Six Dangerous Computer Virus In History

6 Dangerous Computer Virus In History

ILOVEYOU

In the year 2000 on May 5th, millions of people around the world received the same exact email from someone they knew.

"Kindly check the attached LOVELETTER coming from me," read the email, which had "ILOVEYOU" as a subject.

The missive included an attachment that looked like a text file named "LOVE-LETTER-FOR-YOU."

The ILOVEYOU virus, distributed via email and file sharing, affected 50 Million systems and caused $15B in damages total, with $5.5B in damages being caused in the first week.

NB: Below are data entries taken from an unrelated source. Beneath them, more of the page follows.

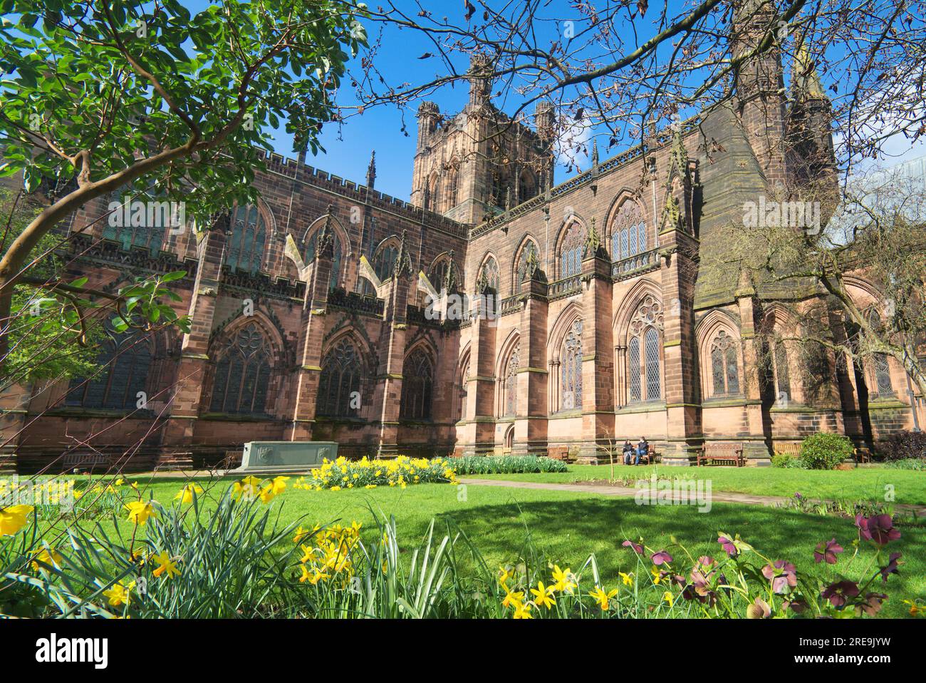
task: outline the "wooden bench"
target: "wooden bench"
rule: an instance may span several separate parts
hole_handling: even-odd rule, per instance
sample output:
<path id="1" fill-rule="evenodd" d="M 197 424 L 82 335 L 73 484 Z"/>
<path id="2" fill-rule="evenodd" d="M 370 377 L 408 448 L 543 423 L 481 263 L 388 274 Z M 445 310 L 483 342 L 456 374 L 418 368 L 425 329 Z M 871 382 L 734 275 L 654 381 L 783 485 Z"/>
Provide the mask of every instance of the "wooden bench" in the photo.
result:
<path id="1" fill-rule="evenodd" d="M 800 443 L 779 443 L 772 444 L 771 448 L 775 455 L 790 455 L 792 458 L 798 458 L 801 454 Z"/>
<path id="2" fill-rule="evenodd" d="M 662 462 L 662 453 L 657 452 L 656 447 L 653 444 L 649 444 L 646 449 L 646 454 L 640 456 L 640 462 L 645 462 L 647 465 Z"/>
<path id="3" fill-rule="evenodd" d="M 737 467 L 746 463 L 743 456 L 743 444 L 705 444 L 697 451 L 697 466 L 715 462 L 732 462 Z"/>

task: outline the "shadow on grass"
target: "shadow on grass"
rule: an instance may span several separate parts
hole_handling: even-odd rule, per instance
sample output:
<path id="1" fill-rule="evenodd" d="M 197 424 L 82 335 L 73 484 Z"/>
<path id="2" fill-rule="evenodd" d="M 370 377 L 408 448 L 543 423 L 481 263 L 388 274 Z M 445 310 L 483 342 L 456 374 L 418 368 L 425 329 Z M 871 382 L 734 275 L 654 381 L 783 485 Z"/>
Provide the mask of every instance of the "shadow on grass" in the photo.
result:
<path id="1" fill-rule="evenodd" d="M 450 510 L 437 515 L 440 522 L 458 525 L 494 567 L 498 563 L 516 559 L 519 549 L 530 533 L 535 547 L 544 557 L 558 563 L 581 566 L 589 553 L 594 552 L 602 578 L 617 585 L 617 572 L 637 571 L 637 558 L 632 550 L 620 546 L 627 538 L 643 537 L 645 544 L 656 550 L 668 550 L 675 558 L 677 568 L 690 569 L 691 563 L 675 541 L 694 557 L 708 554 L 720 559 L 723 551 L 717 534 L 723 531 L 740 534 L 746 542 L 770 561 L 788 560 L 798 572 L 816 575 L 822 580 L 836 579 L 836 571 L 858 579 L 869 567 L 874 552 L 861 546 L 859 556 L 849 568 L 852 541 L 857 530 L 851 520 L 818 517 L 799 512 L 762 507 L 717 504 L 710 512 L 698 513 L 695 508 L 683 506 L 638 506 L 627 500 L 576 500 L 550 502 L 512 501 L 503 505 Z M 890 551 L 902 551 L 905 564 L 900 575 L 892 575 L 884 584 L 877 578 L 870 590 L 890 596 L 884 615 L 906 616 L 901 601 L 926 593 L 926 566 L 918 557 L 926 532 L 903 529 L 899 541 Z M 820 541 L 835 538 L 845 548 L 835 566 L 818 564 L 813 550 Z M 883 555 L 886 563 L 886 554 Z M 755 557 L 756 563 L 762 560 Z M 644 564 L 649 569 L 648 561 Z M 872 564 L 866 575 L 877 571 Z"/>

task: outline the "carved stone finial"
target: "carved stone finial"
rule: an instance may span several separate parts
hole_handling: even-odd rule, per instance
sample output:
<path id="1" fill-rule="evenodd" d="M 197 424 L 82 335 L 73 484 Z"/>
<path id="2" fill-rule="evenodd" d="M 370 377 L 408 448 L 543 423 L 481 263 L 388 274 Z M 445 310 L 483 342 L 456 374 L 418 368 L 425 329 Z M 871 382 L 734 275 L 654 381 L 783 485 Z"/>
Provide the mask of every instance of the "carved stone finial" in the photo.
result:
<path id="1" fill-rule="evenodd" d="M 406 231 L 402 231 L 402 237 L 399 240 L 399 250 L 395 255 L 395 268 L 393 269 L 393 278 L 397 279 L 411 274 L 411 259 L 408 258 L 408 249 L 405 243 Z"/>
<path id="2" fill-rule="evenodd" d="M 334 228 L 332 222 L 334 220 L 333 210 L 334 207 L 329 204 L 325 220 L 321 223 L 321 227 L 319 228 L 319 234 L 315 238 L 315 253 L 318 256 L 332 257 L 334 254 Z"/>

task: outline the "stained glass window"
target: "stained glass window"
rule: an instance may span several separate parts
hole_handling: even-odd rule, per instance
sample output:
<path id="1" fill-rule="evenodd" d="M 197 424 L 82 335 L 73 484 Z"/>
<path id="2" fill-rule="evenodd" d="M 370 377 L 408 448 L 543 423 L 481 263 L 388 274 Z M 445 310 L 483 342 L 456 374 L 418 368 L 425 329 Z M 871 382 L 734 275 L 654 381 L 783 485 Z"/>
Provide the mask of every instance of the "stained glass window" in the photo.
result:
<path id="1" fill-rule="evenodd" d="M 255 273 L 260 269 L 267 242 L 267 232 L 260 211 L 253 204 L 235 207 L 232 215 L 225 262 L 235 271 Z"/>
<path id="2" fill-rule="evenodd" d="M 619 260 L 645 251 L 646 242 L 646 222 L 640 206 L 635 201 L 625 201 L 618 209 L 611 228 L 611 259 Z"/>
<path id="3" fill-rule="evenodd" d="M 711 343 L 710 372 L 713 375 L 714 396 L 740 393 L 736 342 L 725 330 L 718 332 Z"/>
<path id="4" fill-rule="evenodd" d="M 789 398 L 791 397 L 791 379 L 788 375 L 788 352 L 784 348 L 784 343 L 779 339 L 775 342 L 775 388 L 777 398 Z"/>
<path id="5" fill-rule="evenodd" d="M 119 242 L 126 250 L 142 247 L 152 255 L 157 254 L 164 244 L 167 227 L 178 220 L 172 213 L 174 205 L 144 194 L 132 196 L 126 193 L 118 201 L 121 206 L 109 214 L 103 238 Z"/>
<path id="6" fill-rule="evenodd" d="M 332 417 L 356 417 L 360 393 L 360 357 L 354 345 L 342 339 L 321 361 L 317 412 Z"/>
<path id="7" fill-rule="evenodd" d="M 659 368 L 662 324 L 662 304 L 647 295 L 631 319 L 629 329 L 627 379 L 631 401 L 657 400 L 662 397 Z"/>
<path id="8" fill-rule="evenodd" d="M 656 400 L 662 394 L 659 383 L 659 333 L 653 327 L 644 335 L 646 350 L 646 400 Z"/>
<path id="9" fill-rule="evenodd" d="M 878 394 L 884 396 L 894 393 L 894 386 L 891 386 L 891 369 L 887 364 L 887 356 L 883 353 L 876 353 L 874 359 L 874 374 L 878 384 Z"/>
<path id="10" fill-rule="evenodd" d="M 424 350 L 417 348 L 406 359 L 402 377 L 402 418 L 430 420 L 433 366 Z"/>
<path id="11" fill-rule="evenodd" d="M 108 410 L 138 408 L 151 368 L 151 346 L 143 335 L 109 333 L 100 345 L 100 369 L 92 378 L 75 378 L 65 405 Z"/>
<path id="12" fill-rule="evenodd" d="M 582 251 L 584 235 L 579 223 L 572 223 L 566 231 L 559 247 L 559 278 L 571 277 L 582 272 Z"/>
<path id="13" fill-rule="evenodd" d="M 264 414 L 270 380 L 270 350 L 255 324 L 242 328 L 216 366 L 214 412 Z"/>
<path id="14" fill-rule="evenodd" d="M 519 346 L 516 345 L 508 358 L 505 372 L 505 416 L 514 417 L 518 412 L 518 366 L 520 363 Z"/>
<path id="15" fill-rule="evenodd" d="M 630 379 L 631 400 L 642 400 L 640 386 L 640 337 L 634 336 L 627 348 L 627 373 Z"/>
<path id="16" fill-rule="evenodd" d="M 582 408 L 582 321 L 576 321 L 563 339 L 559 357 L 562 411 Z"/>

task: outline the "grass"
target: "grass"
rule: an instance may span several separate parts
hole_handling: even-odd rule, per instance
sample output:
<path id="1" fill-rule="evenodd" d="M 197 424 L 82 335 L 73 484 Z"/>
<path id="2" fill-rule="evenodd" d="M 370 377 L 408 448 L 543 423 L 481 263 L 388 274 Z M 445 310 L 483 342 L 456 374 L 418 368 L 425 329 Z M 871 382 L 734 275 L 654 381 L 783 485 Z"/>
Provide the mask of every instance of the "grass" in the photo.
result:
<path id="1" fill-rule="evenodd" d="M 709 471 L 719 472 L 721 470 Z M 206 489 L 206 497 L 218 496 L 230 483 L 198 481 Z M 181 486 L 176 479 L 154 479 L 151 496 L 168 504 Z M 462 490 L 465 496 L 460 495 Z M 719 556 L 721 551 L 716 542 L 717 532 L 739 533 L 767 557 L 789 560 L 799 572 L 818 573 L 825 570 L 813 562 L 817 543 L 836 538 L 846 548 L 838 568 L 851 554 L 851 542 L 857 537 L 850 520 L 759 506 L 715 503 L 705 514 L 694 507 L 637 506 L 632 499 L 594 493 L 497 487 L 469 486 L 458 489 L 446 484 L 421 484 L 405 490 L 287 488 L 271 504 L 278 508 L 282 524 L 299 521 L 311 526 L 339 519 L 346 524 L 357 520 L 368 528 L 372 524 L 372 507 L 379 512 L 395 515 L 399 538 L 409 547 L 425 534 L 432 517 L 438 520 L 439 528 L 445 528 L 445 522 L 453 522 L 493 564 L 515 560 L 526 536 L 531 534 L 534 544 L 561 565 L 577 568 L 589 553 L 594 552 L 606 582 L 615 586 L 619 570 L 636 571 L 633 553 L 620 547 L 625 538 L 643 537 L 652 548 L 669 548 L 674 537 L 694 556 Z M 112 522 L 104 524 L 108 526 Z M 131 525 L 124 514 L 119 515 L 118 524 L 124 535 L 131 535 Z M 902 534 L 895 549 L 904 552 L 906 563 L 901 566 L 901 574 L 892 576 L 886 585 L 879 579 L 875 588 L 885 589 L 890 596 L 882 613 L 889 616 L 906 615 L 902 599 L 926 596 L 926 557 L 915 550 L 926 542 L 926 529 L 905 526 Z M 868 555 L 871 551 L 865 548 L 862 552 Z M 676 550 L 673 554 L 683 553 Z"/>
<path id="2" fill-rule="evenodd" d="M 648 479 L 653 470 L 660 477 L 710 479 L 714 491 L 749 493 L 790 498 L 800 492 L 807 498 L 884 501 L 893 491 L 893 502 L 926 505 L 926 473 L 884 467 L 852 470 L 793 470 L 778 467 L 670 467 L 663 465 L 615 465 L 617 478 Z M 569 465 L 564 473 L 532 474 L 485 474 L 484 479 L 507 479 L 564 484 L 607 479 L 609 465 Z M 893 488 L 887 488 L 893 487 Z"/>

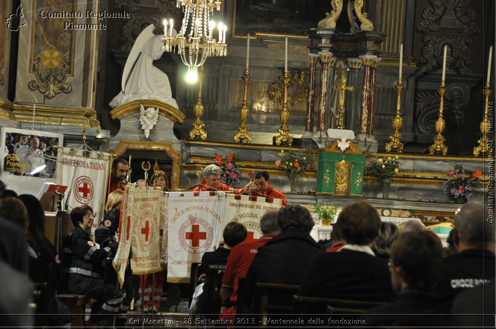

This virus came to be known as the ILOVEYOU worm, or LOVEBUG. At the time, it was the biggest computer virus the world had ever seen, and the first successful use of social engineering.

MyDoom

It arrives as an e-mail attachment in a text file which sends itself out to other e-mail addresses if opened.

MyDoom, potentially commissioned by Russian e-mail spammers, was one of the fastest spreading worms. It's projected that this virus caused $38B in damages.

SoBig

SoBig was a worm and trojan that circulated through emails as viral spam. This piece of malware could copy files, email itself to others, and could damage computer software/hardware. This piece of malware caused $37B in damages and affected hundreds of thousands of PCs.

WannaCry

WannaCry was an extremely virulent ransomware crypto worm that also set up backdoors on systems. The attack affected 200,000+ computers across 150 countries, and caused the NHS $100M in damages with further totals accumulating close to $4B.

DarkTequila

A sophisticated and evasive piece of malware that targeted users mainly in Latin America, DarkTequila stole bank credentials and corporate data even while offline. DarkTequila cost millions in damages across many users.

BlackEnergy

BlackEnergy 2 uses sophisticated rootkit/process-injection techniques, robust encryption, and a modular architecture known as a "dropper". BlackEnergy was used in a cyber attack that prompted a large-scale blackout in Ukraine in December 2015.


One anonymous buyer brought a laptop filled with these computer viruses for 1.6 million US dollars. A 10.2-inch Samsung NC10-14GB were chosen for the magnitude of economic damage they’ve caused. And It’s perfectly safe — as long as you don’t connect to your Wi-Fi or plug in a USB.